Apolipoprotein AI and AII metabolism in patients with primary high-density lipoprotein deficiency associated with familial hypertriglyceridemia

Abstract

Plasma high-density lipoproteins (HDL) and their major proteins—apolipoprotein (apo) AI and apo AII—are subnormal in most patients with familial hypertriglyceridemia. However, the pathophysiology of low-plasma apo AI and apo AII is unclear. The kinetic parameters (turnover) of HDL apo AI and apo AII were studied in six lean patients with primary HDL deficiency associated with familial hypertriglyceridemia and five normolipidemic controls. Autologous 125I labeled HDL were injected intravenously (IV; 25 μCi) and blood samples drawn ten minutes after the injection and periodically thereafter for 12 days.
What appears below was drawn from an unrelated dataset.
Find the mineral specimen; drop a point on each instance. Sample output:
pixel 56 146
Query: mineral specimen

Urine samples were collected daily and their radioactivity measured. Kinetic parameters were calculated from the area under the decay curve using three exponentials. Mean plasma apo AI and apo AII were significantly lower ( P < 0.001) in patients than normals (70.4 ± 2.7 v 106.9 ± 7.0; 24.2 ± 1.6 v 39.2 ± 0.9 mg/dL, respectively). The mean fractional catabolic rates (FCR) obtained from plasma 125I-HDL, apo AI, apo AII radioactivity decay curves and by Berson and Yalow's method (urine/plasma radioactivity ratios) were significantly greater ( P < 0.05) in patients than in controls (0.387 v 0.299; 0.391 v 0.309; 0.361 v 0.275; 0.272 v 0.207/d; respectively). The mean synthetic rates (SR) of apo AI and apo AII were significantly lower in patients than in controls (11.12 v 14.17 mg/kg body weight/d, P < 0.05; 3.53 v 4.68 mg/kg body weight/d, P < 0.05, respectively). In vitro lipolysis of triglyceride (TG) rich lipoproteins by bovine lipoprotein lipase, and measurement of hepatic TG lipase and lipoprotein lipase in postheparin plasma were similar in patients and controls, indicating no abnormality in these factors that are linked to HDL and TG catabolism. However, a significant positive correlation between hepatic TG lipase and the FCR of apo AI and apo AII was found. The data suggest that in this series of patients with HDL deficiency the low plasma HDL-cholesterol, apo AI, and apo AII levels resulted from decreased synthesis and an increased fractional catabolic rate of apo AI and apo AII, the major proteins of HDL.